Paul: Was there anyone fired on this journey?
Edith: No, they came to a pretty quick realization.
Paul: I think they probably got lucky there. People have been fired for less.
Edith: Oh, really?
Paul: If you're in charge of a software team and you bring out something that brings the team to a halt, maybe a little encouragement to your boss that you actually did know what you were talking about in the first place.
Edith: I heard this legendary story that Salesforce, they got to such a state that it took them two years to ship anything.
Edith: They fixed it. They fixed it because they realized this is a problem. It takes us two years to ship anything.
Edith: Well Paul, it was fun catching up with you about product management and how to A/B test, or not.
Paul: Whether A/B testing is the same as feature flags. It is.
Edith: Oh, Paul, we always agree, but not on this one. I would say, all right ... I would say that you can A/B test if you have feature flags, but I don't say you have to A/B test if you have feature flags.
Paul: I think this is just language.

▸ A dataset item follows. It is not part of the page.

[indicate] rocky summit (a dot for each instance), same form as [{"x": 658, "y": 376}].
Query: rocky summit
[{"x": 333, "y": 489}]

We have feature flags that sit in a bunch of different places. We have feature flags of, "Do I enable this on this machine?" We have feature flags for, "Do I enable it for this customer?" Then we have feature flags for, "Do we randomly enable this across the customer base and what proportion do we use?" They're all some form of A/B testing. They're all some form of feature flag. I don't see a distinction between them at all.
Edith: I think because in customers' minds they think of A/B testing as some sort of statistical thing, where they'll get a deterministic result. Whereas, sometimes they're using a feature flag just to roll out a new feature and expose it to some users.
Paul: Would you classify it as an A/B test if it's statistical and not an A/B test if it's not statistical?
Edith: Paul, I actually agree with you. I was just saying, I've talked to a lot of customers and when you say, "A/B testing," it puts a lot of fear into them that they have to ...
Paul: Right, right. I agree that a lot of people see a distinction between A/B tests and feature flags. I think my point is this. I've come to the conclusion that there is no distinction.
Edith: I think we actually agree, after all.
Paul: Thanks for listening to this episode of "To Be Continuous," brought to you by Heavybit and hosted by me, Paul Biggar of CircleCI and Edith Harbaugh of LaunchDarkly.